NFTs After the Crash: What Fueled the Craze, What Survived, and What Didn’t
Remember when everyone was talking about NFTs? When your timeline was flooded with digital apes drawings, and that one crypto bro wouldn't shut up about his "investment" in a JPEG? Yeah, those days are over. But what actually happened, and is anything left standing?
The Perfect Storm
The NFT craze was a perfect collision of post-pandemic weirdness, crypto money, and Fear Of Missing Out (FOMO).
It is 2021, you are probably still half-stuck at home and people who bought Ethereum years ago are suddenly rich. Now, they are looking for the next thing that mines like gold, and NFTs seemed like it.
At that time, it might look like Bored Ape Yacht Club were just selling monkey drawings but what they were actually selling was status. Owning one meant you were in an exclusive digital country club with a six-figure entry fee.
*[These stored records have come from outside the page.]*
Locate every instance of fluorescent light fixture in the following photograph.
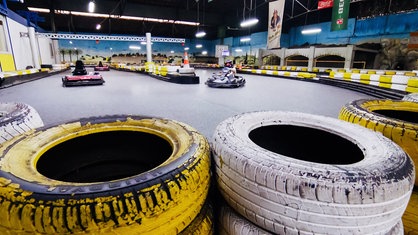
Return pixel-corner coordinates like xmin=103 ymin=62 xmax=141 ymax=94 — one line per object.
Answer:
xmin=129 ymin=46 xmax=141 ymax=50
xmin=302 ymin=28 xmax=322 ymax=34
xmin=28 ymin=7 xmax=200 ymax=26
xmin=196 ymin=31 xmax=206 ymax=38
xmin=239 ymin=37 xmax=251 ymax=42
xmin=89 ymin=1 xmax=96 ymax=12
xmin=240 ymin=18 xmax=258 ymax=27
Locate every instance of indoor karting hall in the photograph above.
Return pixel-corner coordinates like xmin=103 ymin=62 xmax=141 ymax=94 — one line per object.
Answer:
xmin=0 ymin=0 xmax=418 ymax=234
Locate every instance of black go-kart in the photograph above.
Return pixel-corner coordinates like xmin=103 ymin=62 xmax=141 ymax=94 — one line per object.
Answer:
xmin=205 ymin=68 xmax=245 ymax=88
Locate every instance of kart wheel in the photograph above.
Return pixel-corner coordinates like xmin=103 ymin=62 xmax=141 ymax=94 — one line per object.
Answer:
xmin=0 ymin=103 xmax=44 ymax=144
xmin=339 ymin=99 xmax=418 ymax=186
xmin=0 ymin=115 xmax=210 ymax=234
xmin=212 ymin=111 xmax=415 ymax=234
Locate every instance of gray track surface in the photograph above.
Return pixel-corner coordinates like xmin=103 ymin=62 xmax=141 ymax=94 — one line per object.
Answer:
xmin=0 ymin=68 xmax=372 ymax=139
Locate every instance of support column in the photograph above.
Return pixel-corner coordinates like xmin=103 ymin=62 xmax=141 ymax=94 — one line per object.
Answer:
xmin=145 ymin=33 xmax=152 ymax=62
xmin=308 ymin=46 xmax=315 ymax=72
xmin=344 ymin=45 xmax=354 ymax=69
xmin=28 ymin=27 xmax=41 ymax=69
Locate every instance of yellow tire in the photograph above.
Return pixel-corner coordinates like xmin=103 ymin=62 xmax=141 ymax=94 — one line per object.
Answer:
xmin=0 ymin=103 xmax=44 ymax=144
xmin=0 ymin=115 xmax=210 ymax=235
xmin=339 ymin=99 xmax=418 ymax=186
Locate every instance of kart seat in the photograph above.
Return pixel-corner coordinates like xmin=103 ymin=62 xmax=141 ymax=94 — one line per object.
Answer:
xmin=73 ymin=60 xmax=87 ymax=75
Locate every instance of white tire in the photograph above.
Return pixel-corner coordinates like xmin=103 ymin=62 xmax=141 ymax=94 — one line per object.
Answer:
xmin=212 ymin=111 xmax=415 ymax=234
xmin=0 ymin=103 xmax=44 ymax=144
xmin=218 ymin=204 xmax=272 ymax=235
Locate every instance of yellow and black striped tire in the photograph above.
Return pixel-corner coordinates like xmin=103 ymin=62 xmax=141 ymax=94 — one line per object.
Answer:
xmin=180 ymin=198 xmax=216 ymax=235
xmin=0 ymin=102 xmax=44 ymax=144
xmin=402 ymin=93 xmax=418 ymax=103
xmin=211 ymin=111 xmax=415 ymax=235
xmin=339 ymin=99 xmax=418 ymax=186
xmin=0 ymin=115 xmax=211 ymax=235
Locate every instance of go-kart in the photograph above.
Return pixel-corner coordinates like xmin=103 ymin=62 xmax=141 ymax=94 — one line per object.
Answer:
xmin=205 ymin=69 xmax=245 ymax=88
xmin=62 ymin=60 xmax=105 ymax=87
xmin=94 ymin=61 xmax=110 ymax=71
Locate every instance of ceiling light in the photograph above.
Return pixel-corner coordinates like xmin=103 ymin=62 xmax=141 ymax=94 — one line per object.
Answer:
xmin=239 ymin=37 xmax=251 ymax=42
xmin=196 ymin=31 xmax=206 ymax=38
xmin=129 ymin=46 xmax=141 ymax=50
xmin=240 ymin=18 xmax=258 ymax=27
xmin=89 ymin=1 xmax=96 ymax=12
xmin=302 ymin=28 xmax=322 ymax=34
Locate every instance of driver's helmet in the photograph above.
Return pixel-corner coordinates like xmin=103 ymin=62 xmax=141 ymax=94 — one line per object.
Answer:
xmin=225 ymin=60 xmax=233 ymax=68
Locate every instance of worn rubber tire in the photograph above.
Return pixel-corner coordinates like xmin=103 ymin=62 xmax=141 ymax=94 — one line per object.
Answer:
xmin=218 ymin=204 xmax=272 ymax=235
xmin=402 ymin=93 xmax=418 ymax=102
xmin=339 ymin=99 xmax=418 ymax=186
xmin=0 ymin=103 xmax=44 ymax=144
xmin=0 ymin=115 xmax=210 ymax=235
xmin=211 ymin=111 xmax=415 ymax=234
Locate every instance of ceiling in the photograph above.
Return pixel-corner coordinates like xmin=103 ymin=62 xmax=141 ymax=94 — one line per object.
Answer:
xmin=7 ymin=0 xmax=418 ymax=39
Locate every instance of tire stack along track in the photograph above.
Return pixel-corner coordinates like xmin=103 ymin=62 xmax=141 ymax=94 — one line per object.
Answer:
xmin=339 ymin=99 xmax=418 ymax=186
xmin=212 ymin=111 xmax=415 ymax=234
xmin=0 ymin=115 xmax=212 ymax=235
xmin=0 ymin=103 xmax=44 ymax=144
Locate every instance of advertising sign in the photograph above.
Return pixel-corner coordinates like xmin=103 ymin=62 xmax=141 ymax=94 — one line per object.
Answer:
xmin=331 ymin=0 xmax=350 ymax=31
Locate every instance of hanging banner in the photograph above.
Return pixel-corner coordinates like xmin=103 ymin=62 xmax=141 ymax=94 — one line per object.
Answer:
xmin=267 ymin=0 xmax=285 ymax=49
xmin=318 ymin=0 xmax=334 ymax=10
xmin=331 ymin=0 xmax=350 ymax=31
xmin=408 ymin=32 xmax=418 ymax=49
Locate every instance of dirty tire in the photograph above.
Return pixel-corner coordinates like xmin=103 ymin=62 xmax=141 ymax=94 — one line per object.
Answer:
xmin=211 ymin=111 xmax=415 ymax=234
xmin=0 ymin=115 xmax=210 ymax=235
xmin=339 ymin=99 xmax=418 ymax=186
xmin=402 ymin=93 xmax=418 ymax=102
xmin=218 ymin=201 xmax=273 ymax=235
xmin=179 ymin=200 xmax=215 ymax=235
xmin=0 ymin=103 xmax=44 ymax=144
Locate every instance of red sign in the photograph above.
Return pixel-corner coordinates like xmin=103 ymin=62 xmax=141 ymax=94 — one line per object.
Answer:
xmin=318 ymin=0 xmax=334 ymax=10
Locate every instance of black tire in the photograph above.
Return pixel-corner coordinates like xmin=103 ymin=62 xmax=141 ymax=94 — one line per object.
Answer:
xmin=0 ymin=103 xmax=44 ymax=144
xmin=339 ymin=99 xmax=418 ymax=186
xmin=0 ymin=115 xmax=210 ymax=234
xmin=212 ymin=111 xmax=415 ymax=234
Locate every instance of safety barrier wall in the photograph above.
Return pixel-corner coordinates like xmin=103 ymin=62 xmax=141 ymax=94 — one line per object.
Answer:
xmin=329 ymin=71 xmax=418 ymax=92
xmin=260 ymin=65 xmax=418 ymax=76
xmin=241 ymin=69 xmax=318 ymax=80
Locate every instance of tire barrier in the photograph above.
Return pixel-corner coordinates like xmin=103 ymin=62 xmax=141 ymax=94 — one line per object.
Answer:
xmin=0 ymin=115 xmax=211 ymax=235
xmin=212 ymin=111 xmax=415 ymax=234
xmin=402 ymin=93 xmax=418 ymax=103
xmin=217 ymin=203 xmax=272 ymax=235
xmin=0 ymin=103 xmax=44 ymax=143
xmin=339 ymin=99 xmax=418 ymax=186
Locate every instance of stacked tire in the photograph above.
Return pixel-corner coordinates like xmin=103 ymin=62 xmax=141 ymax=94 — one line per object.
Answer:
xmin=339 ymin=99 xmax=418 ymax=186
xmin=0 ymin=102 xmax=44 ymax=144
xmin=0 ymin=115 xmax=213 ymax=235
xmin=212 ymin=111 xmax=415 ymax=234
xmin=402 ymin=93 xmax=418 ymax=102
Then celebrities jumped in. Paris Hilton showed off her NFTs on The Tonight Show. Snoop Dogg revealed he had been anonymously buying them. Suddenly, NFTs felt legitimized.
If you were not minting, trading, or at least talking about NFTs, you felt like you were missing out on generational wealth.
The narrative was intoxicating and it felt like the future was here. The future of art where artists finally getting paid without the gallery gatekeepers.
The Crash
By late 2022, the party was over that it almost felt like the whole trade was, in itself, a dream. The broader crypto market crashed, dragging NFTs down with it. Trading volumes collapsed by over 95%. Those Bored Apes that sold for hundreds of thousands of dollars were now worth less than a used car.
The problems became impossible to ignore. Most projects had zero actual utility — just promises and Discord servers that went completely silent after the mint. The market was flooded with copycat collections. Rug pulls happened constantly. Rumours, in fact, started to go round that the whole trade was just a front for money laundering.
Turns out, when your entire value proposition is "someone else will pay more for this later," you are just playing with a hot yam.
What Died
One major casualty that can be pointed to is the vast majority of those 10,000-piece profile picture collections. They are now worthless. Check OpenSea; it is a graveyard of abandoned projects with zero trading volume.
Virtual land in metaverses that never materialized is now worth less than actual Monopoly properties. Celebrity NFT projects that dropped with massive hype are now case studies. Gaming companies that went all in on NFT integration faced player revolts and had to backtrack.
The infrastructure around the hype mostly evaporated. Even the language feels dated now. When was the last time someone unironically told you "WAGMI" (we're all gonna make it)?
What Actually Survived
However, NFTs did not completely die. They just got way less annoying about it. Good news, I guess.
Legitimate digital artists who were creating before the hype are still selling work to actual collectors. The difference is that these purchases are not speculative rather genuine art purchases.
Music NFTs are letting artists sell directly to fans without Spotify taking 70%. Some musicians are making more from a small NFT drop than they would see in years of streaming.
Brands figured out NFTs work better as loyalty programs than investment vehicles. Nike is using them for sneaker authentication. Starbucks experimented with NFT-based rewards.
Ticketing is probably NFTs' best use case. Blockchain verification can prevent scalping and prove authenticity without the speculative craze. Some events and communities still use NFTs as proof of attendance or membership, not as status symbols of the past, but as actual functional tools.
The Lesson
The NFT crash taught us something important. It lets us understand clearly the difference between technology hype and actual utility. Just because something uses blockchain does not make it automatically valuable.
What remains of the NFT world is quieter, less flashy, and genuinely more functional. The people still involved are not promising you will get rich. They are building actual tools for digital ownership, creator compensation, and authentication.
NFTs are not dead yet but that version that promised to make everyone instant millionaires absolutely is. And maybe that is for the best.
The real question now is not whether NFTs will make a comeback. It is whether the quiet, more practical applications can actually deliver on the promises the hype never could.
Probably not quite as exciting. But at least your timeline is bearable again.